Veronica has been at the site for seven years. She teaches the CATCH (Coordinated Approach to Child Health) curriculum to her younger students and Eat Smart, Move More to their parents and grandparents. The parents listen and participate as she teaches CATCH. When she moves to the older class, her younger students play within sight.

“They love the class,” Veronica said of her younger students. “They say, ‘We like coming because we can play and run.’ A 10-year-old told me, ‘I like this class because I don’t have to sit forever. I can play and I like to play.’”

Currently, she has six younger students between 5 and 15 and three adults. She said it is difficult to reach the adults “because the parents work all of the time.” But the parents who attend are very involved.

“They want to learn,” Veronica said. “They want to learn more about cooking the vegetables we grow in the garden, they want to learn more about how to feed their children the right things, they want to learn more about what they need to do to be healthy.”

The garden, planted years ago as an extension project, is designed to be relatable. It features sections that boast ethnic ingredients. For example, the “sofritas patch” features onions, tomatoes, garlic, cilantro, and peppers. The Italian area has similar ingredients and basil. The garden also grows zucchini, eggplant, sweet potatoes, summer squash, watermelon, and other goodies. The fresh produce often makes an appearance in Veronica’s lessons.

As part of her CATCH Beverages class, Veronica made fruit-flavored water combining blueberries and limes with cucumbers, stevia and mint harvested from the garden. “It had no sugar at all,” Veronica said. “But it was sweet because the stevia leaf is very sweet. It was really good. They liked it.”

In addition to teaching the traditional lessons, Veronica shows her students how to harvest the produce. That produce is shared with the communities through Love Inc. of Huntington County and the Warren Food Pantry.

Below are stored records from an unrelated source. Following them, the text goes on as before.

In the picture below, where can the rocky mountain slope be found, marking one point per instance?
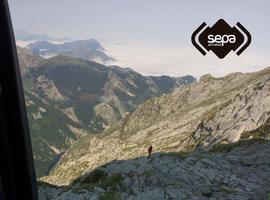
(239, 171)
(85, 49)
(52, 132)
(67, 98)
(95, 95)
(196, 117)
(27, 61)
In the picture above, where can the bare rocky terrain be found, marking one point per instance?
(198, 117)
(240, 171)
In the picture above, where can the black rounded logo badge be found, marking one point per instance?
(221, 38)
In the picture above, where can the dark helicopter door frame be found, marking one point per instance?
(16, 160)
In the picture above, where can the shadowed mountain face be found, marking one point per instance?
(85, 49)
(239, 171)
(68, 98)
(200, 116)
(94, 95)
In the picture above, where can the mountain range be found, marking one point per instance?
(68, 98)
(196, 117)
(85, 49)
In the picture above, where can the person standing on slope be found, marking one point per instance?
(150, 149)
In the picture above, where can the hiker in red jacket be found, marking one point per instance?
(150, 149)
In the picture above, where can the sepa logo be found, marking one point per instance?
(221, 38)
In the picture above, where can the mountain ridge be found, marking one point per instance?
(194, 117)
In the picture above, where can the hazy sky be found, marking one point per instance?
(152, 36)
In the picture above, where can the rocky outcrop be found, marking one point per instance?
(196, 117)
(234, 172)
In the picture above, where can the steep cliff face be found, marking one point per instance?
(68, 98)
(197, 117)
(98, 95)
(239, 171)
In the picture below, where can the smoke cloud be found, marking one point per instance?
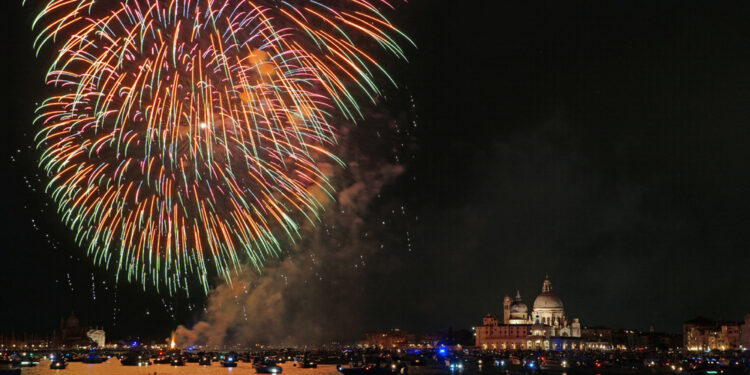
(315, 293)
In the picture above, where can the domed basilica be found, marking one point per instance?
(545, 327)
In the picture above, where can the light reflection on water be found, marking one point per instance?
(113, 367)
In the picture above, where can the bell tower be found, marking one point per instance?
(506, 309)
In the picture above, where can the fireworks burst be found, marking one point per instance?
(186, 133)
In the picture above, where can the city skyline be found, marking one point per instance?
(600, 144)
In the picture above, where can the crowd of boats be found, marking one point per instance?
(358, 361)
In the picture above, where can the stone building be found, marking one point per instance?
(705, 334)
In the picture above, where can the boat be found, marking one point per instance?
(58, 364)
(177, 361)
(93, 358)
(135, 359)
(229, 360)
(205, 360)
(267, 367)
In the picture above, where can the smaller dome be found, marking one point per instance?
(547, 300)
(518, 307)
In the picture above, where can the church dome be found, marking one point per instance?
(518, 309)
(548, 299)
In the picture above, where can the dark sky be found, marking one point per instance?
(602, 144)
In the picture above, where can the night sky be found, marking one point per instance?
(602, 144)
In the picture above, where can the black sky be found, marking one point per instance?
(602, 144)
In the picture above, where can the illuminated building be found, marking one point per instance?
(745, 333)
(546, 327)
(705, 334)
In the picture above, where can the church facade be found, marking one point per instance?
(544, 327)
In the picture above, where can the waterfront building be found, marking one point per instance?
(72, 335)
(705, 334)
(745, 333)
(545, 327)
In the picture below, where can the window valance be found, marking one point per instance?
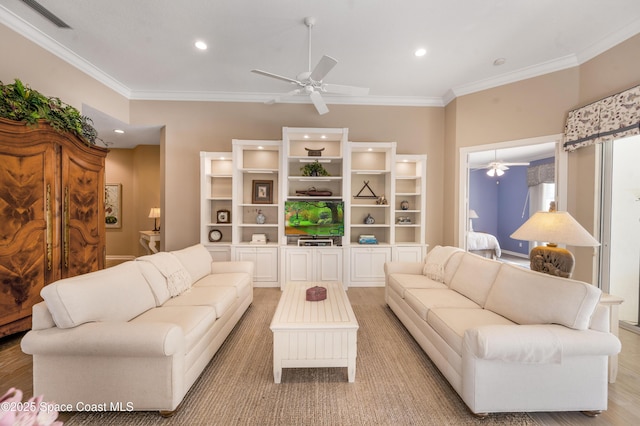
(542, 173)
(613, 117)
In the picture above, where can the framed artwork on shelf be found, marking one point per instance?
(112, 205)
(262, 192)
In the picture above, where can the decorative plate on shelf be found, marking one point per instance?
(215, 235)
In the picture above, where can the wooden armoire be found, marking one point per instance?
(52, 220)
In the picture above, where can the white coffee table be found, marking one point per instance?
(314, 334)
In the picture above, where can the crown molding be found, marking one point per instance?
(622, 34)
(36, 36)
(294, 99)
(33, 34)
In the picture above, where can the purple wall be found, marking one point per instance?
(500, 202)
(512, 197)
(483, 198)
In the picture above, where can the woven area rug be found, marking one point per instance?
(396, 384)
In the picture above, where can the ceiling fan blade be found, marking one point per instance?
(279, 77)
(317, 100)
(345, 90)
(284, 95)
(325, 65)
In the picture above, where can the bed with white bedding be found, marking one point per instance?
(484, 244)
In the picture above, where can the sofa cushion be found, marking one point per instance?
(423, 299)
(451, 323)
(176, 277)
(195, 321)
(400, 282)
(474, 277)
(196, 260)
(436, 261)
(157, 281)
(528, 344)
(218, 297)
(528, 297)
(238, 280)
(119, 293)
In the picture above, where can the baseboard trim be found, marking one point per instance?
(116, 259)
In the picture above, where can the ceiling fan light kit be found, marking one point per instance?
(311, 82)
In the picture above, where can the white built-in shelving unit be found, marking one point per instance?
(369, 178)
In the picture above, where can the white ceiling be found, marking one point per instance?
(144, 49)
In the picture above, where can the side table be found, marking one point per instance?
(148, 240)
(613, 303)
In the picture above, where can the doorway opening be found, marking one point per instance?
(517, 208)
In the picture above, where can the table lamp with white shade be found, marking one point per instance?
(472, 215)
(554, 227)
(154, 214)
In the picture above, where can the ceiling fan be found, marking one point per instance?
(311, 82)
(497, 168)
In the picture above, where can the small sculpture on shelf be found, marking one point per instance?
(314, 169)
(260, 218)
(314, 152)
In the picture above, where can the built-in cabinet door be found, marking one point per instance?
(367, 265)
(329, 265)
(265, 264)
(83, 221)
(299, 264)
(27, 231)
(408, 253)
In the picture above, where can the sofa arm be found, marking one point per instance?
(117, 339)
(537, 344)
(232, 266)
(414, 268)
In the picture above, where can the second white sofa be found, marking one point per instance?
(135, 336)
(506, 338)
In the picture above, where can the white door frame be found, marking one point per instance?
(561, 161)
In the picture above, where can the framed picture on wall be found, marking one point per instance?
(112, 205)
(262, 192)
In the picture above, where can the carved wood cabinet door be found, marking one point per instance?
(52, 222)
(28, 230)
(83, 221)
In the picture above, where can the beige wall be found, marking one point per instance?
(51, 76)
(138, 171)
(525, 109)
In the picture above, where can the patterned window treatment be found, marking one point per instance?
(613, 117)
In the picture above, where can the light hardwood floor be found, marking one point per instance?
(624, 395)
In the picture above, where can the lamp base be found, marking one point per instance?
(552, 260)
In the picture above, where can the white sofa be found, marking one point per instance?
(135, 336)
(506, 338)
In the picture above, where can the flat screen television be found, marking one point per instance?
(314, 218)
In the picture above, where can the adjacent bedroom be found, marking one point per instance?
(506, 187)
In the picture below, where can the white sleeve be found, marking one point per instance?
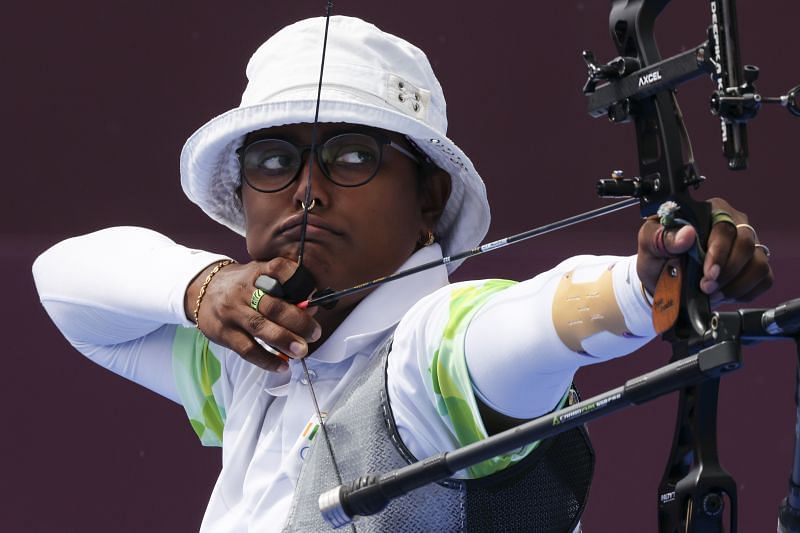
(117, 296)
(495, 340)
(518, 363)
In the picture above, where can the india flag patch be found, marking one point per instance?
(309, 432)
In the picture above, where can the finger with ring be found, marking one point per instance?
(720, 217)
(751, 228)
(764, 248)
(255, 298)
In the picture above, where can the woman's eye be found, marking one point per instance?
(276, 163)
(355, 156)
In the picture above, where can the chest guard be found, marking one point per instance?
(545, 492)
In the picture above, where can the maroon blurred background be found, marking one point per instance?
(98, 100)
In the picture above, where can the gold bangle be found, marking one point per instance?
(202, 292)
(646, 295)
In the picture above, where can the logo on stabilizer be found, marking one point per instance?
(647, 79)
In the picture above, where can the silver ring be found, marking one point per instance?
(751, 228)
(765, 248)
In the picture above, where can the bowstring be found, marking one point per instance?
(303, 226)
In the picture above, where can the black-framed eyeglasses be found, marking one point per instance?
(348, 160)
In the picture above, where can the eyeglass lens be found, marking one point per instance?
(349, 160)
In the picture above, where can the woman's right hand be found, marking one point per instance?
(226, 317)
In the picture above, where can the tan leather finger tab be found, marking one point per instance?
(581, 310)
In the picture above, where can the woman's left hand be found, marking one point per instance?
(736, 266)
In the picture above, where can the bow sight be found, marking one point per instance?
(638, 73)
(639, 86)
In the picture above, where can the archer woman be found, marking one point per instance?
(412, 368)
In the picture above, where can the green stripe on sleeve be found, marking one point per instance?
(197, 372)
(456, 402)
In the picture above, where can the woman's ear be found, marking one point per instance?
(434, 195)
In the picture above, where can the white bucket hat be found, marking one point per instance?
(370, 78)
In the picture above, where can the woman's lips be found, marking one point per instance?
(316, 228)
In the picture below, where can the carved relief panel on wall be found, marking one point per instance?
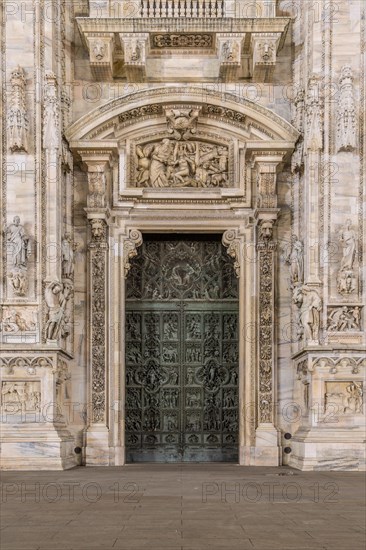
(172, 163)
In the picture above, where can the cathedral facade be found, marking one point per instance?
(183, 191)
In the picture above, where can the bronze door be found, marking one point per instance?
(182, 352)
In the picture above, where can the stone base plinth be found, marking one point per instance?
(97, 452)
(36, 447)
(338, 449)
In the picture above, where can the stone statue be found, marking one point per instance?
(295, 259)
(346, 112)
(99, 50)
(56, 296)
(347, 237)
(17, 236)
(310, 313)
(67, 251)
(17, 118)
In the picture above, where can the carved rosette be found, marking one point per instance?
(98, 273)
(232, 242)
(266, 248)
(129, 248)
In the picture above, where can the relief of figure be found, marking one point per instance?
(310, 313)
(295, 259)
(354, 399)
(344, 319)
(56, 296)
(67, 251)
(17, 236)
(17, 118)
(99, 50)
(181, 164)
(347, 237)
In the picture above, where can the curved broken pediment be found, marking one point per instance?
(236, 114)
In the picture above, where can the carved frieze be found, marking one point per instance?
(344, 397)
(56, 296)
(17, 118)
(173, 163)
(344, 318)
(346, 112)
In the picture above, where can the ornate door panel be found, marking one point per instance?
(182, 353)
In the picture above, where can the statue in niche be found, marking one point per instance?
(99, 50)
(347, 237)
(67, 251)
(17, 236)
(56, 295)
(178, 164)
(182, 123)
(230, 51)
(295, 259)
(17, 118)
(345, 318)
(267, 52)
(346, 280)
(310, 304)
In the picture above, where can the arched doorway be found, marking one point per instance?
(182, 351)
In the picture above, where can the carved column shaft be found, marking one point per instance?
(266, 250)
(98, 250)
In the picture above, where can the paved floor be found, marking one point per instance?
(183, 507)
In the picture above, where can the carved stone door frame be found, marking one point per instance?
(127, 238)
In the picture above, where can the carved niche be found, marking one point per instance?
(19, 252)
(346, 279)
(17, 118)
(344, 397)
(346, 112)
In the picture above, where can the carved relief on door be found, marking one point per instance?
(182, 352)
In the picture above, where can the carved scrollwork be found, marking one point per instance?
(232, 242)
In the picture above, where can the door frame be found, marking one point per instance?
(120, 238)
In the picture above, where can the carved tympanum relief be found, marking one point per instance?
(344, 318)
(344, 397)
(19, 252)
(17, 118)
(346, 279)
(173, 163)
(346, 113)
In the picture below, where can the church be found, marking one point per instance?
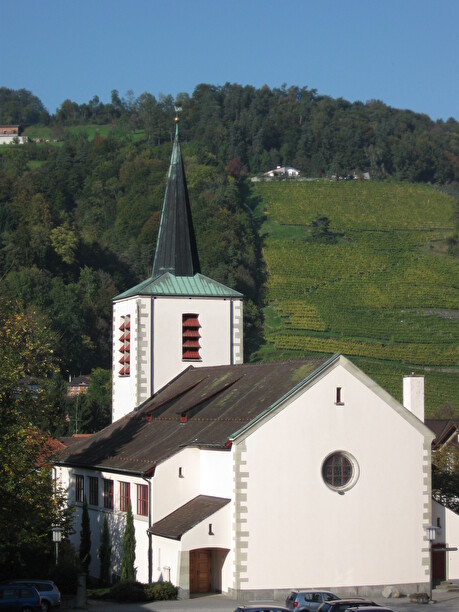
(248, 479)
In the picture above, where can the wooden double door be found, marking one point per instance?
(201, 570)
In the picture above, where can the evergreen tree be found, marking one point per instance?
(105, 553)
(127, 567)
(85, 538)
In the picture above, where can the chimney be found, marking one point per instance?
(413, 395)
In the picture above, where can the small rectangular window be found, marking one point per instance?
(79, 488)
(190, 337)
(125, 495)
(125, 346)
(142, 500)
(108, 494)
(93, 491)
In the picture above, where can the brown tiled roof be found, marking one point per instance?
(443, 429)
(202, 407)
(186, 517)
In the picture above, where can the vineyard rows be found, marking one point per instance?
(384, 292)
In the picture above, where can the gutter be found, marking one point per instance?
(147, 476)
(282, 399)
(106, 468)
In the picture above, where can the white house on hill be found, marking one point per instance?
(247, 479)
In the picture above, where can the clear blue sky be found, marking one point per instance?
(403, 52)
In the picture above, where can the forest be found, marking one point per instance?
(80, 203)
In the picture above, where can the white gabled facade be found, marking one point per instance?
(284, 526)
(155, 350)
(370, 535)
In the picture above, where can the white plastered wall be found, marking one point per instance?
(156, 343)
(301, 533)
(220, 345)
(116, 519)
(186, 475)
(130, 391)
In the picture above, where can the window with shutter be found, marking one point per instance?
(125, 346)
(190, 337)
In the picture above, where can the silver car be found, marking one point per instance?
(308, 599)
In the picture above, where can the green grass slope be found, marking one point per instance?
(384, 291)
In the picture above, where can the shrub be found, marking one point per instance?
(129, 591)
(157, 591)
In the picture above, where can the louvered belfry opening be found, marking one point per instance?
(125, 346)
(190, 336)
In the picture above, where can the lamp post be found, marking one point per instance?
(57, 537)
(431, 531)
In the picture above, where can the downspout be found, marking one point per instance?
(147, 476)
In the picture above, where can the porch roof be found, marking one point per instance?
(175, 524)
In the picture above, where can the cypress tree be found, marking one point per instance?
(105, 553)
(127, 567)
(85, 538)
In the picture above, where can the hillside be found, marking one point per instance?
(377, 285)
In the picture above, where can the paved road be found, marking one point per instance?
(444, 602)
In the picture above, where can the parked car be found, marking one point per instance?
(261, 608)
(377, 608)
(342, 605)
(308, 599)
(19, 598)
(49, 593)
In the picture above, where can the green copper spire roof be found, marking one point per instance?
(176, 270)
(176, 250)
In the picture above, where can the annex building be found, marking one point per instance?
(248, 479)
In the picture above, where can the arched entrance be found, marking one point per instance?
(206, 570)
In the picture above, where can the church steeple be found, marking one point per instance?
(176, 250)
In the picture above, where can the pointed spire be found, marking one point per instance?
(176, 250)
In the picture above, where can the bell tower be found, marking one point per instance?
(177, 317)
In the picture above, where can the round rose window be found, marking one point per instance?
(340, 471)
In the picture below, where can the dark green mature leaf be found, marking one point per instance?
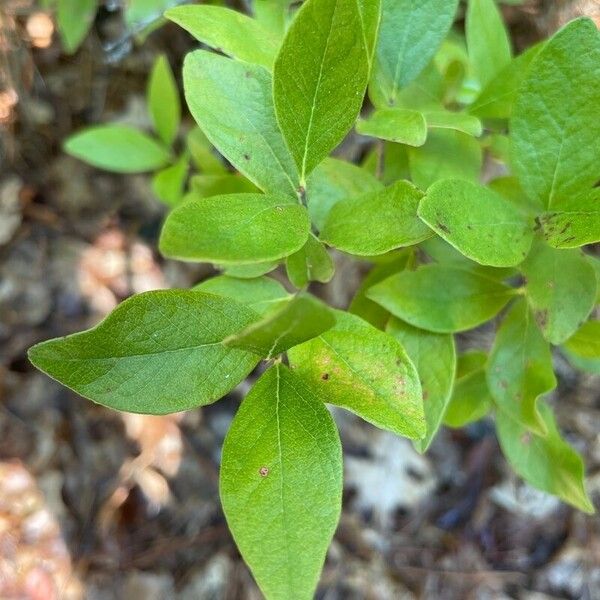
(158, 352)
(117, 148)
(311, 263)
(228, 31)
(442, 298)
(291, 322)
(366, 371)
(235, 229)
(319, 80)
(574, 222)
(586, 341)
(410, 34)
(163, 100)
(561, 289)
(547, 463)
(74, 19)
(471, 399)
(478, 222)
(281, 484)
(487, 39)
(434, 356)
(259, 294)
(555, 130)
(377, 222)
(519, 369)
(232, 102)
(399, 125)
(335, 180)
(446, 155)
(497, 98)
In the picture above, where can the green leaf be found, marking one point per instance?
(471, 399)
(291, 322)
(320, 77)
(410, 34)
(586, 341)
(232, 102)
(156, 353)
(117, 148)
(377, 222)
(547, 463)
(447, 154)
(163, 101)
(487, 40)
(519, 369)
(281, 484)
(561, 289)
(555, 130)
(311, 263)
(497, 98)
(434, 356)
(364, 307)
(478, 222)
(334, 180)
(399, 125)
(74, 19)
(366, 371)
(441, 298)
(229, 32)
(169, 183)
(259, 294)
(574, 222)
(235, 229)
(204, 186)
(445, 119)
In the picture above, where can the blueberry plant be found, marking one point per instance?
(445, 111)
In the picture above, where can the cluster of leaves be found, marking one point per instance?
(449, 253)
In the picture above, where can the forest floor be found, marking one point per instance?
(102, 505)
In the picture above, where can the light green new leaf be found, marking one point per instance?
(74, 19)
(445, 119)
(311, 263)
(574, 222)
(410, 33)
(291, 322)
(519, 369)
(399, 125)
(228, 31)
(478, 222)
(335, 180)
(169, 183)
(163, 101)
(232, 102)
(377, 222)
(442, 298)
(471, 399)
(434, 356)
(547, 463)
(259, 294)
(487, 40)
(561, 289)
(235, 229)
(117, 148)
(362, 369)
(497, 98)
(586, 341)
(319, 79)
(156, 353)
(281, 484)
(447, 154)
(555, 130)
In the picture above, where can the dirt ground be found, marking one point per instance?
(101, 505)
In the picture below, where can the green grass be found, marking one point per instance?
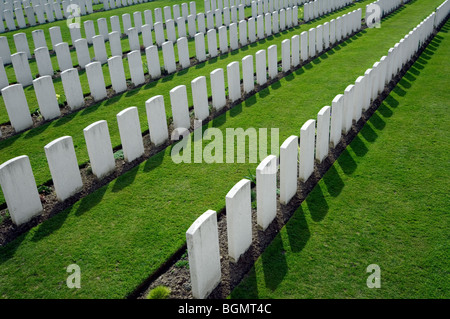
(33, 141)
(385, 201)
(123, 232)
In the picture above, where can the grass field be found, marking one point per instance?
(124, 231)
(385, 202)
(33, 141)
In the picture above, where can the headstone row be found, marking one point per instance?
(317, 8)
(296, 161)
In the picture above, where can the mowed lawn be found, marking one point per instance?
(32, 142)
(127, 229)
(385, 202)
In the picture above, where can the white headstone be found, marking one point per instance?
(348, 108)
(323, 133)
(72, 88)
(243, 32)
(157, 121)
(336, 119)
(223, 39)
(130, 133)
(234, 42)
(261, 71)
(115, 44)
(63, 56)
(288, 169)
(43, 61)
(306, 155)
(204, 255)
(96, 81)
(136, 68)
(159, 33)
(234, 81)
(248, 74)
(22, 68)
(46, 97)
(39, 39)
(83, 56)
(212, 43)
(286, 55)
(133, 39)
(200, 51)
(169, 57)
(100, 49)
(89, 30)
(218, 89)
(312, 42)
(99, 148)
(295, 50)
(19, 188)
(266, 191)
(272, 61)
(21, 42)
(154, 67)
(63, 165)
(55, 36)
(5, 52)
(200, 98)
(239, 219)
(17, 107)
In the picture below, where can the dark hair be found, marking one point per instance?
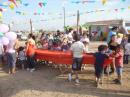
(33, 37)
(30, 35)
(76, 37)
(102, 47)
(114, 28)
(111, 39)
(129, 40)
(21, 48)
(119, 46)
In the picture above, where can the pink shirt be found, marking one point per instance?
(119, 59)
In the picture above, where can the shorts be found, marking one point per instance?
(119, 70)
(11, 60)
(77, 63)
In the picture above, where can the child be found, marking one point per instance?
(86, 43)
(1, 54)
(65, 46)
(119, 63)
(21, 57)
(127, 52)
(45, 44)
(100, 58)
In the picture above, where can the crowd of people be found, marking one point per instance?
(118, 48)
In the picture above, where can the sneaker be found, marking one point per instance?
(69, 77)
(77, 80)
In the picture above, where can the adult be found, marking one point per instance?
(30, 52)
(77, 49)
(11, 56)
(112, 48)
(112, 32)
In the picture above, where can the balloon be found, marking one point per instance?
(4, 28)
(13, 2)
(1, 34)
(1, 15)
(12, 6)
(11, 35)
(5, 41)
(104, 2)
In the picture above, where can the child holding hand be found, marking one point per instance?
(99, 61)
(119, 63)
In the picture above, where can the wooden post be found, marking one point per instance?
(30, 26)
(64, 18)
(78, 21)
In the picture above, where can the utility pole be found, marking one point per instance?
(78, 18)
(64, 18)
(30, 26)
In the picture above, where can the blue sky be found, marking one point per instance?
(54, 9)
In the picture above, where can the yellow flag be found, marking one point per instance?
(12, 6)
(104, 2)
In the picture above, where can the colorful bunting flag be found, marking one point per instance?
(26, 4)
(104, 2)
(41, 4)
(19, 1)
(1, 15)
(11, 6)
(14, 2)
(116, 10)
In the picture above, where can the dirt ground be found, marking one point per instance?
(47, 81)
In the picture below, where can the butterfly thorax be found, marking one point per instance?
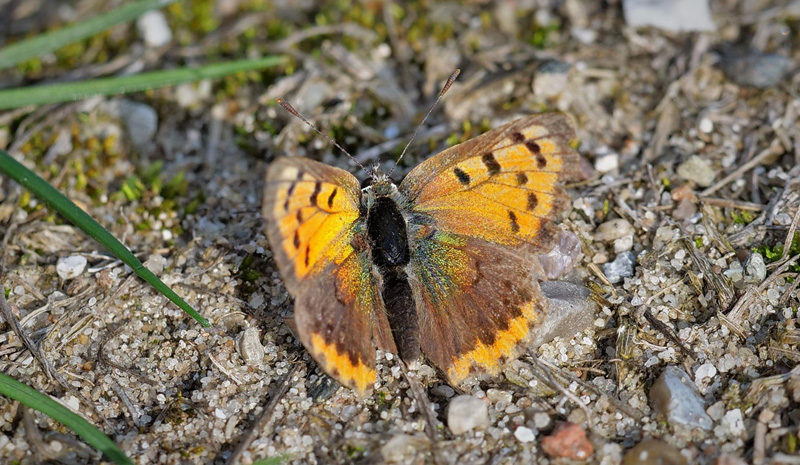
(388, 245)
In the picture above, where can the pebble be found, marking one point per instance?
(70, 267)
(153, 29)
(400, 447)
(551, 78)
(612, 230)
(675, 396)
(760, 70)
(733, 422)
(620, 268)
(756, 269)
(654, 451)
(568, 440)
(570, 312)
(563, 257)
(249, 346)
(670, 15)
(141, 122)
(606, 163)
(466, 413)
(698, 170)
(524, 434)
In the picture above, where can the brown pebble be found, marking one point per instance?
(683, 192)
(568, 440)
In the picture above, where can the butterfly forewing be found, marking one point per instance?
(312, 213)
(501, 186)
(479, 213)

Veronica celebrated a recent victory when a local mother heard about the class and brought her 5-year-old son, George. Because of his fear of bees, George refused to play outdoors for years. But Veronica not only persuaded the boy to stay for the class, she convinced him to visit the garden, touch a plant leaf, and helped him harvest a summer squash. Still a little timid, the boy is beginning to play with the other children as part of the class.

“It was sad,” Veronica said. “He was scared to go into the garden. But he is starting to change. He sees all of the other kids having fun and he wants to join them.”